Elizabeth se puso de pie y le susurró a Alban:
– Creo que ha llegado el momento de marcharme.
– Como quieras. Te acompaño a la puerta.
– ¿Sólo hasta la puerta?
– Será mejor que me quede con mi madre. ¿Por qué? ¿Tanto miedo tienes? -Entonces sonrió y le dio una palmadita en el hombro-. No te pasará nada, prima Elizabeth, siempre que no te acerques a ningún bote. Bueno, ¿de verdad quieres que te acompañe?
– No -murmuró Elizabeth-. Supongo que no.
Se apresuró a darle las buenas noches y cruzó a paso ligero la carretera oscura. Para cuando volvió a pensar en posibles asesinos al acecho, ya se encontraba en la entrada de la mansión de los Chandler. Le habían dejado la luz del porche encendida y la puerta no estaba cerrada con llave.
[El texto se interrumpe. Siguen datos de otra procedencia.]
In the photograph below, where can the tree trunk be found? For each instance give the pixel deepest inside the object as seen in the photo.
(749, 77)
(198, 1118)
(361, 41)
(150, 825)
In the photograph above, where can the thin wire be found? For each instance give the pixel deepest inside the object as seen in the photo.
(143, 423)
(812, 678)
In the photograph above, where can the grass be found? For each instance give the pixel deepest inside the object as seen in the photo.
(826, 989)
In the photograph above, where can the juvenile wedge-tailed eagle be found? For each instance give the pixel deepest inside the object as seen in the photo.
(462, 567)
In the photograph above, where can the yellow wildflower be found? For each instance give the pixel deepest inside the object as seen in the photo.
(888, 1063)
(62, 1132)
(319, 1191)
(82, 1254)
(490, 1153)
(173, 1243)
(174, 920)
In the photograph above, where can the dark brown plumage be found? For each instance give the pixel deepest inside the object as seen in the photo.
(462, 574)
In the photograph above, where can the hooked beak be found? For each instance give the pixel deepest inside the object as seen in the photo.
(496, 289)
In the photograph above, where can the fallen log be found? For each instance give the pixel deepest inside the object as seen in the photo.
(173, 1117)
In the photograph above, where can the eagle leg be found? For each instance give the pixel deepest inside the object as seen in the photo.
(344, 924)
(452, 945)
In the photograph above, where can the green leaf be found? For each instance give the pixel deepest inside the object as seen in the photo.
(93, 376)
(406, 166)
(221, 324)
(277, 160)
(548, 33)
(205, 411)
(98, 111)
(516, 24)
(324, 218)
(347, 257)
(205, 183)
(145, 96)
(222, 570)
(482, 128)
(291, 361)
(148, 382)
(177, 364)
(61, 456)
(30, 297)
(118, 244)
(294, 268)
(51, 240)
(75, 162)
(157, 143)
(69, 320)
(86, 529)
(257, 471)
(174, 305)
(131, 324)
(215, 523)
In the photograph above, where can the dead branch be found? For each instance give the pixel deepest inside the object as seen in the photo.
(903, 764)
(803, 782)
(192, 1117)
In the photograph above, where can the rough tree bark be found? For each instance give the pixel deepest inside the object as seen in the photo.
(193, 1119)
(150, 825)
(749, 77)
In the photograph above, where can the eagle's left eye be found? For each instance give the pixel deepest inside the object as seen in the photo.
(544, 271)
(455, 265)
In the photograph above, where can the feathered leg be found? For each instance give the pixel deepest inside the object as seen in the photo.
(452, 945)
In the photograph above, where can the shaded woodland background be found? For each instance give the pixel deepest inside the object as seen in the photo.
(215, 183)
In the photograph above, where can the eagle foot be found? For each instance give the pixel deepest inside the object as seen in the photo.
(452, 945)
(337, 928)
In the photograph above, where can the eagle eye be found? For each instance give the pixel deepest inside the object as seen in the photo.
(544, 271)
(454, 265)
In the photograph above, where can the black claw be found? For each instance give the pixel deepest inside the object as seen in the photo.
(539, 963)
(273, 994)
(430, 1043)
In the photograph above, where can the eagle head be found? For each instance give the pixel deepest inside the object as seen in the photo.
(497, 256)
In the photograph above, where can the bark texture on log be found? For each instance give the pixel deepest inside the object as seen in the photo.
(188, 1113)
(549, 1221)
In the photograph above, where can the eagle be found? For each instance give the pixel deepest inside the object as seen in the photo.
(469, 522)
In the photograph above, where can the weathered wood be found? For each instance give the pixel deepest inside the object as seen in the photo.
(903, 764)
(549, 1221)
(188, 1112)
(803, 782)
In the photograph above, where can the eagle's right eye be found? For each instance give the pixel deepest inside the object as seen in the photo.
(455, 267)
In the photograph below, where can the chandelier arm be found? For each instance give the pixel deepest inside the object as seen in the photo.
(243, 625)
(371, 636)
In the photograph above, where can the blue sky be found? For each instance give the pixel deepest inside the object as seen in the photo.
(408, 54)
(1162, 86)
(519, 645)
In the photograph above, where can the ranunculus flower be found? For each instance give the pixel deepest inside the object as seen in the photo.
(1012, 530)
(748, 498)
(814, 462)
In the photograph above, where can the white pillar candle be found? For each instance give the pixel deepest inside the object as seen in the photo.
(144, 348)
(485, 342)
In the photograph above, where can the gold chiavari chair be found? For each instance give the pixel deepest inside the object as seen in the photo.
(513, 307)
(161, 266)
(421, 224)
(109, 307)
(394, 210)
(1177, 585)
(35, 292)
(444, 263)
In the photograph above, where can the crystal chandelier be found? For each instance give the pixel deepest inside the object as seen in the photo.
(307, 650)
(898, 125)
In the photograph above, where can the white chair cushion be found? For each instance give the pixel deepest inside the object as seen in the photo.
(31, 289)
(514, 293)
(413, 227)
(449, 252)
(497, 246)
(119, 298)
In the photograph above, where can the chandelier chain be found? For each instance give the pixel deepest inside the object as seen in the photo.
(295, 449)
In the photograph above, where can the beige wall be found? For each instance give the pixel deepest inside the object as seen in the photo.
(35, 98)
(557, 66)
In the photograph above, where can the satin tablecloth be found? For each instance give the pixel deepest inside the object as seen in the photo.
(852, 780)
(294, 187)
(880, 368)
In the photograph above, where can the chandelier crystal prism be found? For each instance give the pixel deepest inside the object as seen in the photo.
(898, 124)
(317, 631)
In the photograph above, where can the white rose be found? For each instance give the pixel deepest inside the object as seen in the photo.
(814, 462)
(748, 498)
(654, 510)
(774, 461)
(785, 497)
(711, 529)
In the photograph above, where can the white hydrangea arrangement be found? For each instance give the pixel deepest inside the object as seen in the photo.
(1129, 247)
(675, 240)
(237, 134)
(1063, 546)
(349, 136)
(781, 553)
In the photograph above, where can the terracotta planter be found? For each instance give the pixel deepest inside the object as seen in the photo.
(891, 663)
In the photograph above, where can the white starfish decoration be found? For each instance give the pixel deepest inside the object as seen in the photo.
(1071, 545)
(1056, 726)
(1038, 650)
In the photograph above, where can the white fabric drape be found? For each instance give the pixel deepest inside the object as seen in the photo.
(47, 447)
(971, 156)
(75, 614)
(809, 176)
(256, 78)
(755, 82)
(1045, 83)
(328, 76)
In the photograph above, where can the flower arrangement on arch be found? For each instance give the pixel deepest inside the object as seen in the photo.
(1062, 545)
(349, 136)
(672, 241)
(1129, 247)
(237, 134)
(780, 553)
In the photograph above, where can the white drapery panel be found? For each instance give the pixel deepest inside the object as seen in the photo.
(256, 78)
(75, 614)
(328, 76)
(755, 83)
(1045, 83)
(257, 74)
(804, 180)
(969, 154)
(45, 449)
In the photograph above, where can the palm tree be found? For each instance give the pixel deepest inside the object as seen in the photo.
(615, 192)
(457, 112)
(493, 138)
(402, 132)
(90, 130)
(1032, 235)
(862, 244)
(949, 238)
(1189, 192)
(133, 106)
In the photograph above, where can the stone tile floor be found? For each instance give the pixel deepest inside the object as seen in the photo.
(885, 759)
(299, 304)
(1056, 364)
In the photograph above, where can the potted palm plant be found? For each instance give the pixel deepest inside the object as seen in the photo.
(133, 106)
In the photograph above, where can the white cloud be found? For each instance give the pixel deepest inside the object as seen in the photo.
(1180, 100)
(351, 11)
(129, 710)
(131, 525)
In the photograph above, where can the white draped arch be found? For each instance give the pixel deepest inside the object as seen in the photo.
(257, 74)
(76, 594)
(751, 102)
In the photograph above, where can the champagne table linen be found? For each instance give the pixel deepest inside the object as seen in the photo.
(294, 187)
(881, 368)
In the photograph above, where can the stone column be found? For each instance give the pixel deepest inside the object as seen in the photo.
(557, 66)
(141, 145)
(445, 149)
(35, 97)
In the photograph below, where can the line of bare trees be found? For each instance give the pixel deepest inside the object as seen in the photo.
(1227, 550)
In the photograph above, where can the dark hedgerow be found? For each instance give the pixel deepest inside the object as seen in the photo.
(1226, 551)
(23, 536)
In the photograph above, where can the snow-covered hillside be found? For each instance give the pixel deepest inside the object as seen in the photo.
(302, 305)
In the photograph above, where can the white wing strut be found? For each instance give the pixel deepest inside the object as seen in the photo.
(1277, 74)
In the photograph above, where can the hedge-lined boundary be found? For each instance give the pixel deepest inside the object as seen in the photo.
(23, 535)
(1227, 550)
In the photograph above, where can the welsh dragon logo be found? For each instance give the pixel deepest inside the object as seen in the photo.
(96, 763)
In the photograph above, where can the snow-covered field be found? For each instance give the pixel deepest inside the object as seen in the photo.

La cerró haciendo el menor ruido posible y echó a andar de puntillas por el vestíbulo.
– ¿Eres tú, Elizabeth? -la llamó una voz.
Se asomó por el pasillo y vio que la luz de la cocina estaba encendida.
– ¿Geoffrey? -dijo en voz baja.
– No. Soy yo, Charles. Estoy comiendo unas galletas. ¿Quieres?
Estaba sentado a la mesa de la cocina ante un vaso de leche y un plato de galletas de chocolate.